Shortly after National Coming Out Day, I read an article encouraging strait people not to ignore the day as not relevant to them and use the opportunity to stand up for LGBTQ rights. Unfortunately, the day had already passed. Furthermore, I was too cowardly to have taken the advice anyway. With my family, I felt it wasn’t worth the risk. Today I decided to change that, and I’m not waiting until next year to do it.

My entire childhood I was lied to. I was told that homosexuals (which was not the term used) were terrible people. I believed this lie until high school. One day in middle school, I told a friend of mine (what I thought at the time was) a funny story about a gay bashing. He didn’t think it was funny, but he didn’t say much about it and I was puzzled at why he didn’t laugh. Now I know why; I’m still ashamed.

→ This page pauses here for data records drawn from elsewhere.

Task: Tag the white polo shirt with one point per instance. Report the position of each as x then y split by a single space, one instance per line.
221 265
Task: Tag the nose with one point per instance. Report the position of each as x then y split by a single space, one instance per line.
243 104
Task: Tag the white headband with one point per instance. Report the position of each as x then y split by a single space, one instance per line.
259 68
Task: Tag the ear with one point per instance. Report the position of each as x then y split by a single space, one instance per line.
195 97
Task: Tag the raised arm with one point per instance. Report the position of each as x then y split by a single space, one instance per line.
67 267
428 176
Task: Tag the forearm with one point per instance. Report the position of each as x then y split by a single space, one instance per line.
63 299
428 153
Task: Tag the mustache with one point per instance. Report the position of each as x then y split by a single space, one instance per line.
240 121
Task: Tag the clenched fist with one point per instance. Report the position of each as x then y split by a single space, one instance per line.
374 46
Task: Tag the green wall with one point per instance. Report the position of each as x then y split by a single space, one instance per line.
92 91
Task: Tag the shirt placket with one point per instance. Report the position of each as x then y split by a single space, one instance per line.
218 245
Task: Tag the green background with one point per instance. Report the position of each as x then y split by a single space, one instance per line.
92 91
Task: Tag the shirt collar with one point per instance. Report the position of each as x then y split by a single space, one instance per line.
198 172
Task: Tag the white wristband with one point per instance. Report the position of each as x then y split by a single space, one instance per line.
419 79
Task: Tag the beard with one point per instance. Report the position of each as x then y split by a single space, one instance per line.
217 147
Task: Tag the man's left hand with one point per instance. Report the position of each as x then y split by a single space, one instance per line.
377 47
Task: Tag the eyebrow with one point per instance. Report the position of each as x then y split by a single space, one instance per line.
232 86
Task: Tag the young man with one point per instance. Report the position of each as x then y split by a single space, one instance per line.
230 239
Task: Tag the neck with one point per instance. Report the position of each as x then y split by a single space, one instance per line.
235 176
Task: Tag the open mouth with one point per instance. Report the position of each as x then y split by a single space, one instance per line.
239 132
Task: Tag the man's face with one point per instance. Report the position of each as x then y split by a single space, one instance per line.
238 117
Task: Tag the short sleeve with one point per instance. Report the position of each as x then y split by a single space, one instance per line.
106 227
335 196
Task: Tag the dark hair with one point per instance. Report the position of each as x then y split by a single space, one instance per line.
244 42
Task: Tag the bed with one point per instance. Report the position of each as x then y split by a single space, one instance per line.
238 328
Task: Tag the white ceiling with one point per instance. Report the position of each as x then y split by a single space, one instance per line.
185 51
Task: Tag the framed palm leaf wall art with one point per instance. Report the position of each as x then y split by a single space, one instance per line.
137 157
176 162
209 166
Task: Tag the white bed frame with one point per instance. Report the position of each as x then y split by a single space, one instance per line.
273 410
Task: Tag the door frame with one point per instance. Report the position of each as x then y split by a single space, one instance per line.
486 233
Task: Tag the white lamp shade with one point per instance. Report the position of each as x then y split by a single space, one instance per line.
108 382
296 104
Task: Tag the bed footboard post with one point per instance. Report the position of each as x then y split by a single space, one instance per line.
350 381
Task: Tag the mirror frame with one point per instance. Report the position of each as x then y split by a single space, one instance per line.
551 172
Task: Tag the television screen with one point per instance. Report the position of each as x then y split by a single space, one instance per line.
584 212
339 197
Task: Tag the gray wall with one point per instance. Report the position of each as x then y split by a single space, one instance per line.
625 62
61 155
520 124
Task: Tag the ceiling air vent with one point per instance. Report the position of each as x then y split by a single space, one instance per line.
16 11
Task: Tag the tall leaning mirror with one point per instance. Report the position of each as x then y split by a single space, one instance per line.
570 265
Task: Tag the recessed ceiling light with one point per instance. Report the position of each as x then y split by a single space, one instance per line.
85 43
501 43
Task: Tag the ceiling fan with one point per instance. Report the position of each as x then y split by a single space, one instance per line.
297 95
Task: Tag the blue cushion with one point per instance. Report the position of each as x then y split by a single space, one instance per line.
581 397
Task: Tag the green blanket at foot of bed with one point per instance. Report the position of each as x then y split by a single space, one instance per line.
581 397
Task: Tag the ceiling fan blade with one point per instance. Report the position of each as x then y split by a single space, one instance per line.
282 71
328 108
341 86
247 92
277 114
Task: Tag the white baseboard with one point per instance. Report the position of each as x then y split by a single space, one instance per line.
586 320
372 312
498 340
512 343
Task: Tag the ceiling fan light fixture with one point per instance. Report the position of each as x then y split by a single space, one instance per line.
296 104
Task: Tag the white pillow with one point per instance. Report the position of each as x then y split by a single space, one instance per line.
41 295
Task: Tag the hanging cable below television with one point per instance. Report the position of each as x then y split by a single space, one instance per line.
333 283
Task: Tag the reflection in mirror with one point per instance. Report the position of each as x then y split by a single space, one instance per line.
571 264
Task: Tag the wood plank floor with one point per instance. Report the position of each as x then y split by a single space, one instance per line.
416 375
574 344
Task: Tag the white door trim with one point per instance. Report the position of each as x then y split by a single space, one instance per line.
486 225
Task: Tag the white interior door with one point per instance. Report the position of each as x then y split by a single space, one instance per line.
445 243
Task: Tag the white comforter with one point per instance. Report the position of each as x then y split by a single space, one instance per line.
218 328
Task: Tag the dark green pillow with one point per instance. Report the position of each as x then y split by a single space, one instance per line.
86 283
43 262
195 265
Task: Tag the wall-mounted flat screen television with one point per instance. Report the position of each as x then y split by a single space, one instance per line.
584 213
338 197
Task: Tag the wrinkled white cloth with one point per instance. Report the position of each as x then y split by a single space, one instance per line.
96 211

Once I was in high school, I actually found out some of my friends were gay. As I already knew they were good people, the lie fell apart. I’ve got friends, associates, and relations across the entire LGBTQ spectrum. So when my father said he was “in favor of a little gay bashing,” but thought the Orlando nightclub shooting was “a little much.” it made me sick. Who’s really the terrible person here?

I haven’t worked up the nerve to ask him if he really believes that it’d be acceptable for his grand-niece to be brutally beaten just because she happens to like girls, so long as she’s not actually killed. I hope not, but at this point, none of his bigotry surprises me anymore.

I’m a gynecophilic cis-male with atypical gender expression. Anyone who knows me knows that I grow my hair and fingernails longer than is usually considered masculine. I’m effeminate enough that when I was younger I got mistaken for a female fairly often. (Today, I’d probably have to shave.) At first this annoyed me; but as I grew to accept myself, I eventually stopped correcting people.

I’m not trans: I’ve never experienced any gender dysphoria or seriously considered transitioning. But it is something I’ve thought about. It’s because of this contemplation that I identify as (mostly) gynecophilic rather than heterosexual. My attraction remains towards females even when I imagine myself as one. I say mostly because I’d be lying if I said there hadn’t been a few guys that caught my eye.

But I’m not sure anybody really knows me. A few people have seen me in a dress or pig-tails, but for the most part, I say firmly in the closet. When I find a dress or skirt I like, I sigh wistfully and put it out of my mind. “You’d get disowned,” I tell myself. Maybe I show a female friend who I think’ll appreciate it, but mostly they don’t (perhaps my taste is terrible).

So, if you’ve ever wondered about the Q in LGBTQ; wondered who that might be. That’s me; I am queer.